Technical Literature and the Text-Searchable: The History of Technology and the Digitized Turn
Technology’s Stories vol. 8, no. 3 – DOI: https://doi.org/10.15763/jou.ts.2021.01.05.04
We historians of technology are constantly assessing technology and placing it in historical context. But from time to time, it is useful to consider how the technologies we rely on shape the stories we tell about technology. Specifically, how has the so-called digitized turn within the broader discipline of history affected the history of technology? By this, I mean more than asking whether historians of technology are doing digital history. Certainly, fascinating and high-profile digital history projects challenge historians of technology to consider new ways of making and disseminating knowledge.[1]
Digital history projects are important, but there has been a deeper, more pervasive change in historical practice that is usefully called the digitized turn. It includes the torrent of source digitization underway and the ever-widening availability of digitized, text-searchable sources accessible via the web. Although self-identified digital historians are now common, nearly every historian working today is “applying technology to their historical work through database software and online source repositories, making them what Ian Milligan calls “unwitting digital historians.” [2] Lara Putnam likewise describes how the digitized turn is reshaping historical practice in her 2016 American Historical Review article, “The Transnational and the Text-Searchable: Digitized Sources and the Shadows They Cast.” [3] Practicing history amid the digitized turn, Putnam argues, “makes new realms of connection visible, new kinds of questions answerable. At the same time, the new topography of information has systematic blind spots. It opens shortcuts that enable ignorance as well as knowledge.” Putnam’s central concern is how the digitized turn is affecting transnational history, where, she argues, “digital search offers release from place-based research practices that have been central to our discipline’s epistemology and ethics alike.” [4] Historians of technology ought to ask similar questions about how the now-ubiquitous tools we use to tell technology’s stories—digitized books and journals, scanned and OCRed documents and publications, source databases, and word processors—are shaping the stories we tell. No field of the historical enterprise has thought longer or harder about the relationship between tools and stories than historians of technology. It is worth considering the tools we use to tell those histories and how new digital tools enable certain stories about technology but make others more difficult to tell.

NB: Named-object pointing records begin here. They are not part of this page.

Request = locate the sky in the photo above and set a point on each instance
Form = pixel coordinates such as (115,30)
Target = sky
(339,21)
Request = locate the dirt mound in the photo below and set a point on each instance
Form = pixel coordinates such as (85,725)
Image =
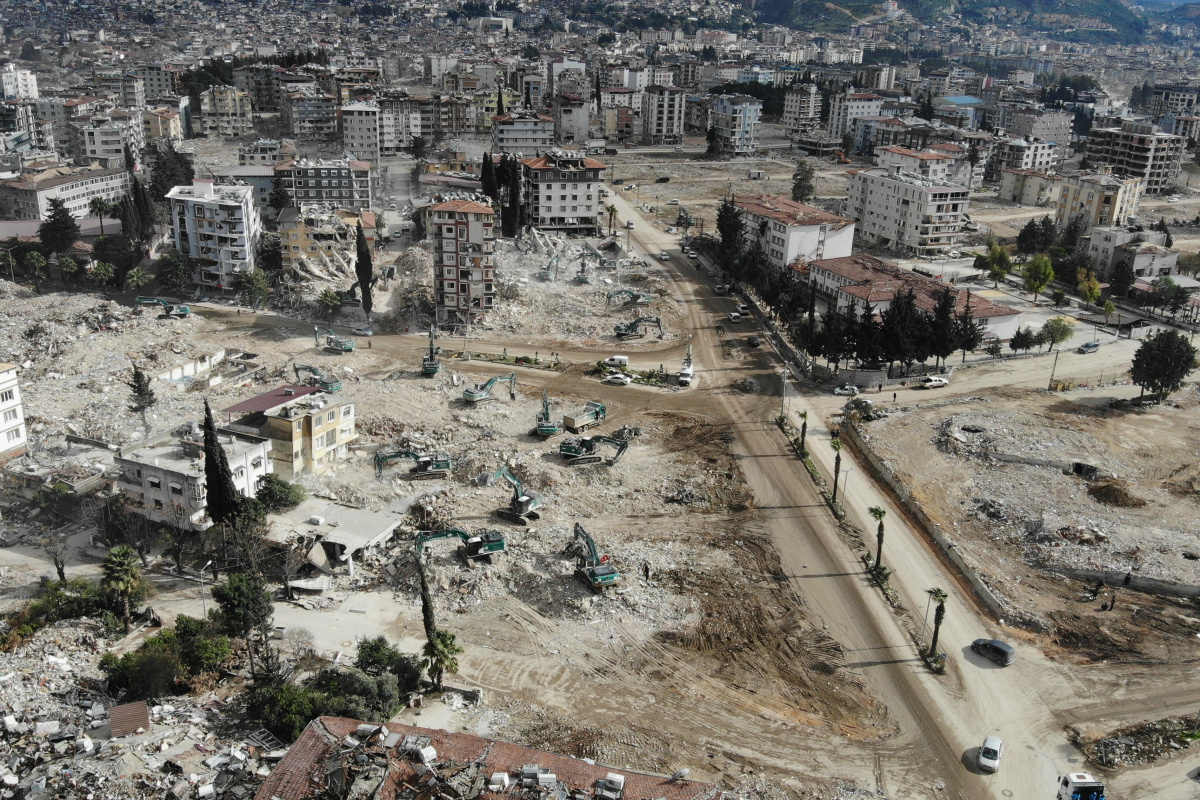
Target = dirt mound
(1114,493)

Technical Literature and Trade Journals
Technical trade journals are one set of sources that illustrate how the digitized turn affects the history of technology. It is no coincidence that so many historians of technology have worked at technical universities with rich library holdings in technical journals and trade publications. There are many reasons why the history of technology, as a field, evolved symbiotically with technical universities. But certainly, one reason why these settings have proven so generative for historians of technology is that historians working in these universities have incredible opportunities to use technical trade journals as sources. I imagine a great many outstanding books and articles in our field began with a historian browsing the stacks in an engineering or scientific library where they worked.
But working in scientific and engineering libraries led to unintended consequences that have been significant for the history of technology. Simply spending time in scientific and engineering libraries to read articles, take notes, review microfilm, and do the things historians used to do, often created productive friction between historians of technology and other users of these spaces. While searching for old issues of an electrical engineering journal, you ran into electrical engineering students. In reading technical conference reports from a century ago, it was impossible to ignore the other, non-technical issues raised by engineers and scientists in their professional publications. In short, accessing these sources in this way led to a peripheral awareness of the broader context in which technical issues developed. Such contextual awareness has been central to the history of technology; it certainly was the case for my dissertation research, which began just before the digitized turn. I wrote a dissertation on the history of iron ore mining, specifically the transition between soft hematite ores and engineered pelletized ores in the United States steel industry. I vividly remember trekking to the University of Minnesota’s Walter Library, where the engineering collections were held—a long, cold walk from Wilson Library, which housed the non-technical history collections—and navigating the books and students I encountered there. I began my research with a cynical view of the mining and metallurgical engineers who developed pelletized iron ore, assuming they negligently ignored the environmental consequences that resulted from their work. Yet as I watched the engineering students around me—reading, talking, buying the same unhealthy snacks at the vending machine—I had a hunch that the engineers I was studying from a century earlier were surprisingly like these young people: bright, complex humans who were eager to solve problems and often surprised by the consequences of what they made and did. I suspect other historians of technology have similar ones to tell. Put simply, the frictions involved in accessing technical sources have been an important source of contextual awareness for historians of technology.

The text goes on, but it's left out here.